Things changed a little my sister arrived, ten years after me.  If Christmas was becoming more commercial, we three older children didn’t notice.  I do recall my mom saying she’d never go downtown on the Friday after Thanksgiving as it was a “madhouse,” but I had no idea why.  Our change was a baby in the house.  Babe, as we called her, right up to that day she stopped in the middle of a supermarket aisle and said to my brothers and three aisles on each side of her, “Don’t call me Babe any more.”
Jan - 1955

I have no recollection of Santa bringing these gifts to Jan.  And, neither does she.  Our brother Walt tells the best Christmas story on her.  We guess she was perhaps five, and came downstairs when she knew she heard Santa.  She woke her brothers, who slept down there.  Melvin told her to go back to bed, but she only made it to the living room, where she sat down to wait for everyone to get up.

Jan - 1956 (Noteworthy jammies)
She was found in the morning, sound asleep in the red chair, right next to a doll as big as she.  Until the family woke her, neither knew the other was there.  Jan tells me she loved that doll and remembers her shoes fit her best friends’ little sister.

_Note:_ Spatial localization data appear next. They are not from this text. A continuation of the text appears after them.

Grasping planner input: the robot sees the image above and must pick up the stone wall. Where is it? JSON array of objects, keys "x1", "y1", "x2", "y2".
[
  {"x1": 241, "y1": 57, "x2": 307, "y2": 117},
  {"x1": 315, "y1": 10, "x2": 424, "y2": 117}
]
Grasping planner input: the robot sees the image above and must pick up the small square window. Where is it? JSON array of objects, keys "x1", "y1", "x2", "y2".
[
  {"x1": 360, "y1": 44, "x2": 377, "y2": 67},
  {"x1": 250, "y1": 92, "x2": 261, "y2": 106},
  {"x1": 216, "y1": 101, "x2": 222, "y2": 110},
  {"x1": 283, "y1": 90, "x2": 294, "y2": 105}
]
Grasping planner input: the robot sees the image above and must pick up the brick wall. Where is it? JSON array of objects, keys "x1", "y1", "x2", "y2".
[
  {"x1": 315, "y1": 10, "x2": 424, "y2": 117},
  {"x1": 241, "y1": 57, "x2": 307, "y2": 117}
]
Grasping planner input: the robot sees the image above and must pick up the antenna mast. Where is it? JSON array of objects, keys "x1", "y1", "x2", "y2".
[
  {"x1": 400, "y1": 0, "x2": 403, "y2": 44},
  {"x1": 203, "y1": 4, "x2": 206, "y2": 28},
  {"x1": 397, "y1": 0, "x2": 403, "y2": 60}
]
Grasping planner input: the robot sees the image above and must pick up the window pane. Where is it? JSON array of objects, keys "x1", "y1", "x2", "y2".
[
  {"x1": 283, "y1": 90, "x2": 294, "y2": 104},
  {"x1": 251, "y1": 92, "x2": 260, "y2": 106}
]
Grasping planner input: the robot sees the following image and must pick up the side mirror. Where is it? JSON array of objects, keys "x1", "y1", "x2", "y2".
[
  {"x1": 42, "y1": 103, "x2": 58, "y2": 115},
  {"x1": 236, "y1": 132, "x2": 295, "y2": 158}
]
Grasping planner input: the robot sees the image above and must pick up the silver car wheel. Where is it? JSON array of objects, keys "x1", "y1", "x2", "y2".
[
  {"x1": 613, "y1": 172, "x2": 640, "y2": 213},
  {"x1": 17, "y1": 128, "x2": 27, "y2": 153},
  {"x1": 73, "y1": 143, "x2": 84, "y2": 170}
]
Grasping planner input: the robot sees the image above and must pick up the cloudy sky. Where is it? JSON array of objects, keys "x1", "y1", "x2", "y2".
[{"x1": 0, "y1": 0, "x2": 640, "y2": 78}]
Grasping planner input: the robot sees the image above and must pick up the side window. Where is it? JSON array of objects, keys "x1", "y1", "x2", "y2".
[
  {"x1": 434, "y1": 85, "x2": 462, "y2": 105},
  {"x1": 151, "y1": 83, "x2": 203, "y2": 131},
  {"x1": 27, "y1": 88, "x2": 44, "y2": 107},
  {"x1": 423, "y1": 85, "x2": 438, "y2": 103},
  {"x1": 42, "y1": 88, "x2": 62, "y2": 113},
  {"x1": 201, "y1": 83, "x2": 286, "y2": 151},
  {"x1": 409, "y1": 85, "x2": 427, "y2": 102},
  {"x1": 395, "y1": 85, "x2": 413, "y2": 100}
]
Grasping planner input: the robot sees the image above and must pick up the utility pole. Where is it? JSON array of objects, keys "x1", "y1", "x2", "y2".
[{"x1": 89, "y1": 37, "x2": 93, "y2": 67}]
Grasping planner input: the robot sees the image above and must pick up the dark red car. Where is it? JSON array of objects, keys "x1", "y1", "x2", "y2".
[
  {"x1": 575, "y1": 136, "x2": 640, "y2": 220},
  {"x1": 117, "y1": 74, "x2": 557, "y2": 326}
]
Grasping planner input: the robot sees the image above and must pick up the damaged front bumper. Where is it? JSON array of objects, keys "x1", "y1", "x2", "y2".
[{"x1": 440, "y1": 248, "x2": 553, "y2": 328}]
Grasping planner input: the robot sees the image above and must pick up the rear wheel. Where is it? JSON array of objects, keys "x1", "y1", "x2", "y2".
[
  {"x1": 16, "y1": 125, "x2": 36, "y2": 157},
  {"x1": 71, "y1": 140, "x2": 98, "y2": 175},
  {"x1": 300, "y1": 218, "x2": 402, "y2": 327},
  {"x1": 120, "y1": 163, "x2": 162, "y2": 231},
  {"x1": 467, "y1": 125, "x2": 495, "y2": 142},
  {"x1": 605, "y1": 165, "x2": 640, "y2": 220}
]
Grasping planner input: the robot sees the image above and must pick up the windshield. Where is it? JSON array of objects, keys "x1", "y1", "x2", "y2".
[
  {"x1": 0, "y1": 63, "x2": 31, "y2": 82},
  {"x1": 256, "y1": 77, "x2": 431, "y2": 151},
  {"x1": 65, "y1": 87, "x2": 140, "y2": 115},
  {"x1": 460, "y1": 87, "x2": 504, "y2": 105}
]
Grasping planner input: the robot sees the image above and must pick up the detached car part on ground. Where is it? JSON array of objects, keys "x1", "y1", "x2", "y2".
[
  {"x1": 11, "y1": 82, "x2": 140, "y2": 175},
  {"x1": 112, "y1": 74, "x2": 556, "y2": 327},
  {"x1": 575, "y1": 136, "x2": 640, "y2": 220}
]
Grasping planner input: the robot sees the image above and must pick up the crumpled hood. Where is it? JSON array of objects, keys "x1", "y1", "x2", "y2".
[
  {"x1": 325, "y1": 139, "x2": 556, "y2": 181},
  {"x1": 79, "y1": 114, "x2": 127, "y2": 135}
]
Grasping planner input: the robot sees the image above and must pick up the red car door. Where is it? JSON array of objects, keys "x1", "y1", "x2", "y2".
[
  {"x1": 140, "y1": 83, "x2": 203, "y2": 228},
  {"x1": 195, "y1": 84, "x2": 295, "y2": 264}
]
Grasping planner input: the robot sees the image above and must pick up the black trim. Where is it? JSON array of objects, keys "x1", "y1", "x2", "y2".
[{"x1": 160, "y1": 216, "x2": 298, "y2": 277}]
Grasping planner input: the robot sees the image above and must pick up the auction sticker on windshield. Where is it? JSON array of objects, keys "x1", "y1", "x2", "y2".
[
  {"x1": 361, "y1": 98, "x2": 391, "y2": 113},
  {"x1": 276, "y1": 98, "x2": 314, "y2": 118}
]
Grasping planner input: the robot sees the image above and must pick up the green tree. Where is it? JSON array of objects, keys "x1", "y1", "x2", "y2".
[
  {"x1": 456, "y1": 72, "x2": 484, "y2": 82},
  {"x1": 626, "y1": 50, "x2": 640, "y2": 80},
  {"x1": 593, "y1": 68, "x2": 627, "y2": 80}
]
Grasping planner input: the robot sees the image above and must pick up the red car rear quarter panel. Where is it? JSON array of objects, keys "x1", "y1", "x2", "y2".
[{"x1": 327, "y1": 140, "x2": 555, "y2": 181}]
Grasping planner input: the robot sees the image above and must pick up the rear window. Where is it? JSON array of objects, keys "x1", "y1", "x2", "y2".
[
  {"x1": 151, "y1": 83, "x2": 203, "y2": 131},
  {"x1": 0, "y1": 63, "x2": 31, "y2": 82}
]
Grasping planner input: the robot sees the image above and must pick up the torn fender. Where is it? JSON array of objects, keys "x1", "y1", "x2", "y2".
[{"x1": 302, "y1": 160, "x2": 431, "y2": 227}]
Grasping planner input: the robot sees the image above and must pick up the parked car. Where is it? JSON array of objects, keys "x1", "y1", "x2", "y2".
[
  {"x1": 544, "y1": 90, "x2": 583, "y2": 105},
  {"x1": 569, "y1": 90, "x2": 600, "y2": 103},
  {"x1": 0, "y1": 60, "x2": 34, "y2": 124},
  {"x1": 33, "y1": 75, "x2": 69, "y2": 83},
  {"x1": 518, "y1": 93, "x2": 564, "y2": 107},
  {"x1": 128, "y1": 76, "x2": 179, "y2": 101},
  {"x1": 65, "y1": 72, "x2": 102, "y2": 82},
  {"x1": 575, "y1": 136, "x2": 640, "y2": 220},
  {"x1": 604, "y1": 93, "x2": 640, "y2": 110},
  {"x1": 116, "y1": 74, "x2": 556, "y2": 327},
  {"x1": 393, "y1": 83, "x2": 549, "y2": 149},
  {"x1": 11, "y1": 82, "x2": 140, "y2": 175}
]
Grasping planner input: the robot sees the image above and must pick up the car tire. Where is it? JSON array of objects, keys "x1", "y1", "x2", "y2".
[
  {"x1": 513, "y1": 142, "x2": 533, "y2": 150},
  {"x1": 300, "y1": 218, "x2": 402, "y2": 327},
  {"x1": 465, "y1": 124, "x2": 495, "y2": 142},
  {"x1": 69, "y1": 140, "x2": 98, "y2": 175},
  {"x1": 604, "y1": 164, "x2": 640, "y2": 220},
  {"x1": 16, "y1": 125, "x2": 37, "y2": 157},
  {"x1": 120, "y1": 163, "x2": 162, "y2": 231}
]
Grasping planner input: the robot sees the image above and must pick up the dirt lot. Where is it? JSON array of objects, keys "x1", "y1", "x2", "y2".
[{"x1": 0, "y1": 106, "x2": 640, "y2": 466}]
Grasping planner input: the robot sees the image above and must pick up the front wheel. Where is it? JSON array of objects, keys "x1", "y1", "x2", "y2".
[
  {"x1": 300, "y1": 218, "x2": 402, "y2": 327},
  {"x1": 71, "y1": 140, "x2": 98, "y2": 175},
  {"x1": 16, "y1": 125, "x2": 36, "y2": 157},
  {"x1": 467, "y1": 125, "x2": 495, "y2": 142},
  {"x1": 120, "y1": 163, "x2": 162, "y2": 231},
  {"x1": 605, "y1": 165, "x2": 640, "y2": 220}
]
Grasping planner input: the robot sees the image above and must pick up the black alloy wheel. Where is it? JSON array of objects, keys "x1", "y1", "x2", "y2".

I can’t believe my Christmases were significantly different from the usual.  Our parents were children of the Depression and survivors of a great war.  There probably were no memorable holidays for my dad.  My mother’s memories were of family and friends and token gifts to acknowledge both.  Mom carried on exactly as she had before marriage, and those comfortable traditions surely pleased dad.  Our Christmases were never about the gifts, but family and food.  It was a warm, good, fun day.






4 comments:

  1. What lovely memories of family food and fun...just the way it should be.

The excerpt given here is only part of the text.